The following morning, Garland was astonished to discover that his advance had been visible from Istabl Antar Station. Believing the railway to have been on the other side of the hills, the party had trotted up Wadi Hamdh in broad daylight, in full view of the defenders. Garland set out again at dusk for a night raid, passing within 1,000 metres of the station. The approach was made on foot, but 7 of the group never reached the line and only 100 rails were demolished.
On 31 January 1918, a French raiding party mined a train carrying spare rails and wood between Abu Na'am and Istabl Antar. Two engines, a tender and three wagons were destroyed in the attack.

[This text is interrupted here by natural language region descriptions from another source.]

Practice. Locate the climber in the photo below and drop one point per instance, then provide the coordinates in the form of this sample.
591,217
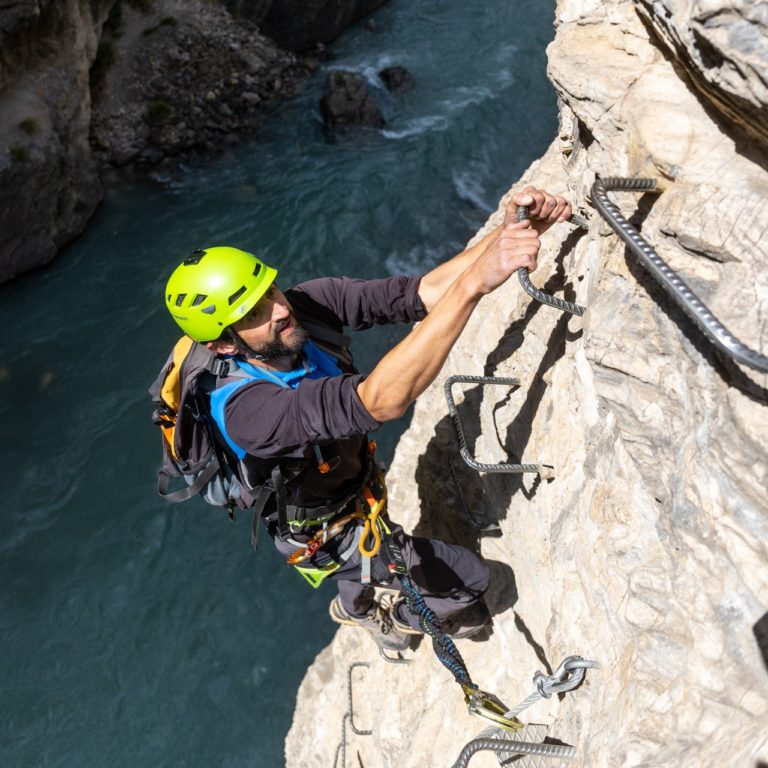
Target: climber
297,415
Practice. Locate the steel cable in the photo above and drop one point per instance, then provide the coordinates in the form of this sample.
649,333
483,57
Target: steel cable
532,290
675,286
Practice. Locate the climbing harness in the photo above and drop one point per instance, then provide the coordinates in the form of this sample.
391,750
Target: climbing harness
569,675
349,717
530,288
672,283
303,553
541,469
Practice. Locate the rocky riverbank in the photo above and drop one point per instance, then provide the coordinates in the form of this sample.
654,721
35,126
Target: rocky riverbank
184,79
87,86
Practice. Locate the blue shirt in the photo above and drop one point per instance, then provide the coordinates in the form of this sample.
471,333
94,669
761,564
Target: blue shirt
317,364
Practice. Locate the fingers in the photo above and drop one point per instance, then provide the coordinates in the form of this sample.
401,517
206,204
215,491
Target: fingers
541,206
519,246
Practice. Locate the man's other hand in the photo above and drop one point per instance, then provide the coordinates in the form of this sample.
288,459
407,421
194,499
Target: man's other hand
544,209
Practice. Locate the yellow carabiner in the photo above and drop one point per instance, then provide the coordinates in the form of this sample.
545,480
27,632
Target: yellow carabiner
371,525
487,706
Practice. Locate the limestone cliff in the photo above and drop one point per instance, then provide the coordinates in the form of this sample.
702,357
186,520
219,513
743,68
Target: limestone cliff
648,551
49,185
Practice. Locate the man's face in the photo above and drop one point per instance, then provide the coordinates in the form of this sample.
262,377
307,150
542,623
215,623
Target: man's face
270,328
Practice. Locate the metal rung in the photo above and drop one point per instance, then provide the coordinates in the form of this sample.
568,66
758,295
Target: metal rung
543,470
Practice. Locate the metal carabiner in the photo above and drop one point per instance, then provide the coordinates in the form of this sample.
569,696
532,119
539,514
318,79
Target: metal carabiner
488,707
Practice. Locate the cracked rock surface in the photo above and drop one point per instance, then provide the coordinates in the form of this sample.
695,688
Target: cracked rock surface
648,551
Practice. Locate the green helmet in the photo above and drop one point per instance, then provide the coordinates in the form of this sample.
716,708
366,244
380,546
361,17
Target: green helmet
214,288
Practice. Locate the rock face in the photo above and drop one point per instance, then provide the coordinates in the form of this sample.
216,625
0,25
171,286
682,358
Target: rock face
347,101
724,48
49,185
89,84
186,78
648,551
300,24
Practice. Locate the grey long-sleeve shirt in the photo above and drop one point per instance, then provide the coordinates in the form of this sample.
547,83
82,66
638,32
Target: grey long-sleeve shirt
269,421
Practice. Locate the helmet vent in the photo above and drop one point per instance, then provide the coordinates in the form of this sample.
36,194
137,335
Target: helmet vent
194,258
236,295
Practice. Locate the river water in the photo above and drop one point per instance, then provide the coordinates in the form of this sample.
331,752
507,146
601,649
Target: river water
134,633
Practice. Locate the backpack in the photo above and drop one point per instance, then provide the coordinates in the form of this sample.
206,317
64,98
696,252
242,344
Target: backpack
192,451
195,455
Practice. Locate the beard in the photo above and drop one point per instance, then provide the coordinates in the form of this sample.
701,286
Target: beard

Sketch map made by Bimbashi (Major) Herbert Garland showing the stretch of railway attacked in August 1917
Main station building with yellow works vehicle from the 1960s restoration project
The great twin-peaked Jebel Antar, towering over Istabl Antar Station, 110 kilometres north of the Holy City of Medina indicated to the weary pilgrims that their long and arduous 4-day train journey from Damascus was almost complete.
The famous English explorer Charles Doughty recounts in his book Travels in Arabia Deserta a very curious remark that was made to him in 1876, over 30 years before the Hejaz Railway was built at Istabl Antar. The warden of the caravanserai fort at Medain Saleh, Haj Nejm, an old Moor of Fez, had spent time in his youth as a soldier in the service of the overland pilgrimage road. Sitting in the fort with his blunderbuss on his knee, he related to Doughty that while in the vicinity of Jebel Antar 'he had seen there... a railroad,' a claim to which an incredulous Doughty saw fit to comment: 'These simple men believe in good faith that telegraph and railways be come down to us from the beginning of the world'!